Three lines of WP background file
hsapiens.WP.name.gmt
hsapiens.WP.name.gmt
hsapiens.WP.name.gmt
Five lines of background files. Same order than in the corresponding GMT file.
hsapiens.GO-BP.name.gmt
hsapiens.REAC.name.gmt
hsapiens.REAC.name.gmt
hsapiens.GO-BP.name.gmt
hsapiens.WP.name.gmt
Three lines of WP pathways
pathwayIDs pathways HGNC
WP5195 Disorders in ketolysis ACAT1 HMGCS1 OXCT1 BDH1 ACAT2
WP5189 Copper metabolism ATP7B ATP7A SLC11A2 SLC31A1
WP5190 Creatine pathway GAMT SLC6A8 GATM OAT CK
Five pathways of interest. Same order than in the background file.
pathwayIDs pathways HGNC
GO:0072001 renal system development CYP26B1 CFLAR PLXND1 HOXA11 SOX8
REAC:R-HSA-8853659 RET signaling GAB2 PIK3CB PRKACA RAP1GAP DOK5
REAC:R-HSA-157118 Signaling by NOTCH PLXND1 CREBBP PSMB1 PSMC4 MAMLD1
GO:0060993 kidney morphogenesis HOXA11 SOX8 PKD1 WWTR1 FGF10
WP:WP4830 GDNF/RET signalling axis IFT27 FOXC2 GFRA1 AGTR2 EYA1
Networks
In ODAMNet, two mains network format file are used:
Simple interaction file (SIF)
Graph file (GR)
SIF file
This network format is used in the Active Module Identification (AMI) approach. The SIF file contains three columns: source node, interaction type and target node with header. It’s a tab-separated file.
node_1 link node_2
AAMP ppi VPS52
AAMP ppi BHLHE40
AAMP ppi AEN
AAMP ppi C8orf33
AAMP ppi TK1
For more details, see SIF file format webpage.
GR file
This network format is used in the Random Walk with Restart (RWR) approach. The GR format contains two columns: source node and target node, without header. It’s a tab-separated file.
NFYA NFYB
NFYA NFYC
NFYB NFYC
BTRC CUL1
BTRC SKP1
Configuration file
Warning
Follow the same folder tree used in multiXrank
To perform a RWR, multiXrank [3] needs a configuration file as input. This file contains path of networks used. It could be short (see bellow) or very detailed with parameters.
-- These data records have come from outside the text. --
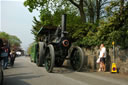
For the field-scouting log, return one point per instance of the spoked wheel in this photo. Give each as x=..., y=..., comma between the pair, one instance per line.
x=50, y=58
x=77, y=58
x=40, y=54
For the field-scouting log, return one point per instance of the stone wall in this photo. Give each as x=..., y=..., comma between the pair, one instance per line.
x=121, y=59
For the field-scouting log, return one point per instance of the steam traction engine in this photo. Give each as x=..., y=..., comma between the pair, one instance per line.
x=53, y=48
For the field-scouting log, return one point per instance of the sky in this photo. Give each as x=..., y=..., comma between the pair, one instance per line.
x=15, y=19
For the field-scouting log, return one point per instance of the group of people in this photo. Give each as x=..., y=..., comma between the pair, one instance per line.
x=102, y=58
x=6, y=54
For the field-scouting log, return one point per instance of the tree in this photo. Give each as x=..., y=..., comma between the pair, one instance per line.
x=14, y=41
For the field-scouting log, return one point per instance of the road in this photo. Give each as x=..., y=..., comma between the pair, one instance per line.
x=26, y=73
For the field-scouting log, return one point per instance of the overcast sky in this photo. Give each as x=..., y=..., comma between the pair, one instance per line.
x=15, y=19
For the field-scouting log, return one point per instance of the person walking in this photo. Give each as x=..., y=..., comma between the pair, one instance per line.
x=102, y=58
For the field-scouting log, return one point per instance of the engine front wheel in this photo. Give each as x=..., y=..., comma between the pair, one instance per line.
x=50, y=58
x=77, y=58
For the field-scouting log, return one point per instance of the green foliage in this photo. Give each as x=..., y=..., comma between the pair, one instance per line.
x=114, y=27
x=13, y=40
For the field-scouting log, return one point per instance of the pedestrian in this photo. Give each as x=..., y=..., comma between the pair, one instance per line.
x=102, y=57
x=5, y=54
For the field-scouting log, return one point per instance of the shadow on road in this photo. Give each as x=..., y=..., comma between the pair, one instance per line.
x=18, y=79
x=63, y=70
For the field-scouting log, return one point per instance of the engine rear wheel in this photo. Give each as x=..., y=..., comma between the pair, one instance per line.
x=50, y=58
x=77, y=58
x=40, y=54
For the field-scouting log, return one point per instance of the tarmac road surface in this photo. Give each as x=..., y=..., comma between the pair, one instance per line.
x=25, y=72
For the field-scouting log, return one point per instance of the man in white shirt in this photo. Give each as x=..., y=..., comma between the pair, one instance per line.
x=102, y=57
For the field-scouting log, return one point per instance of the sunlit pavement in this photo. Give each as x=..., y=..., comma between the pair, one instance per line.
x=26, y=73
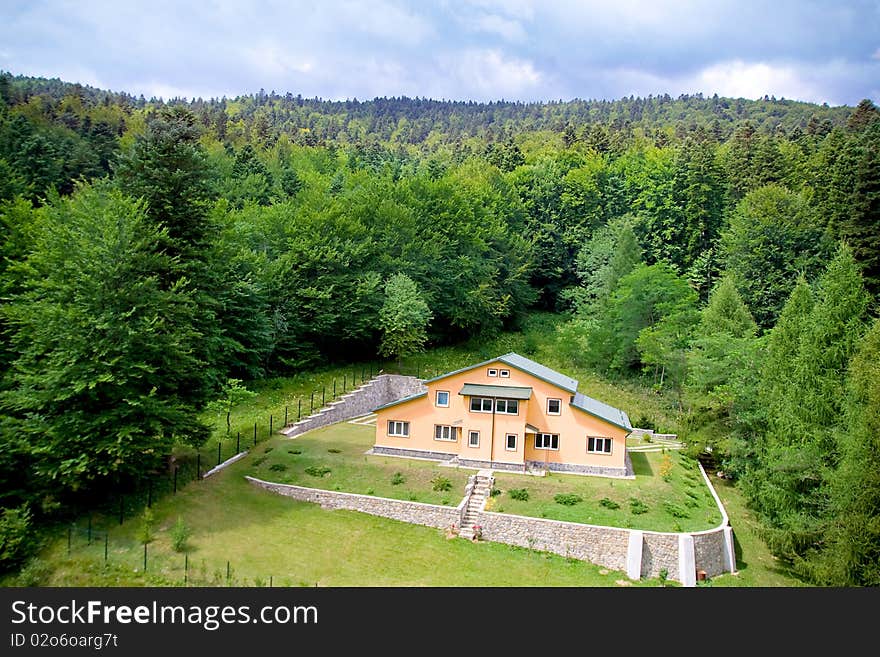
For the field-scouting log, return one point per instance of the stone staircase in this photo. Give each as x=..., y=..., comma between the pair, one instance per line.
x=482, y=482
For more details about this file, see the multiXrank’s documentation: Github / Documentation.
This is an example of short configuration file:
multiplex:
1:
layers:
- multiplex/1/Complexes_gene_names_190123.gr
- multiplex/1/Pathways_reactome_gene_names_190123.gr
- multiplex/1/PPI_HiUnion_LitBM_APID_gene_names_190123.gr
2:
layers:
- multiplex/2/RareDiseasePathways_network_useCase1.gr
bipartite:
bipartite/Bipartite_RareDiseasePathways_geneSymbols_useCase1.gr:
source: 2
target: 1
seed:
seeds.txt
multiplex:
1:
layers:
- multiplex/1/Complexes_gene_names_190123.gr
- multiplex/1/Pathways_reactome_gene_names_190123.gr
- multiplex/1/PPI_HiUnion_LitBM_APID_gene_names_190123.gr
2:
layers:
- multiplex/2/DiseaseSimilarity_network_2022_06_11.gr
bipartite:
bipartite/Bipartite_genes_to_OMIM_2022_09_27.gr:
source: 2
target: 1
seed:
seeds.txt
Tip
Whatever the networks used, the command line is the same. You have to change the network name inside the configuration file.